If you want to do a cheap possible fix (not sure what the new switch costs) try spraying the old switch with plastic safe contact cleaner. This is an old audiophile trick that has pulled many an old Amp / pre-amp or tuner back to life.

But to answer your question, that is what I would conclude - doesn't mean I'm right though.


----------



## sailurman (Sep 29, 2016)

Awesome post. 2015 Chevy Cruze PN is *PSW17 *


----------



## Eddy Cruze (Jan 10, 2014)

sailurman said:


> Awesome post. 2015 Chevy Cruze PN is *PSW17 *


How did I wind up watching both Videos, I don't even need parts??


----------



## Blasirl (Mar 31, 2015)

Eddy Cruze said:


> How did I wind up watching both Videos, I don't even need parts??

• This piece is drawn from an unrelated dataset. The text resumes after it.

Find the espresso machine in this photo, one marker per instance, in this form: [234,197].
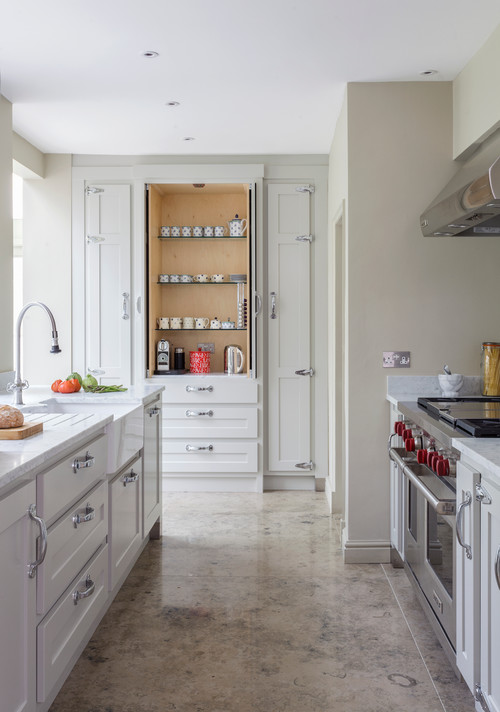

Since I did not see those magical video links, I wanted to make sure you were not accused of hallucinating, so here are a few:


----------



## sailurman (Sep 29, 2016)

Blasirl said:


> Since I did not see those magical video links, I wanted to make sure you were not accused of hallucinating, so here are a few:


That would be a COUPLE. I'm disappointed!


----------



## sailurman (Sep 29, 2016)

PSW17 replaced and drivers seat is once again happy with me able to reach the pedals without a pad behind my back


----------



## Blasirl (Mar 31, 2015)

sailurman said:


> That would be a COUPLE. I'm disappointed!


A couple is a subset of a few!


----------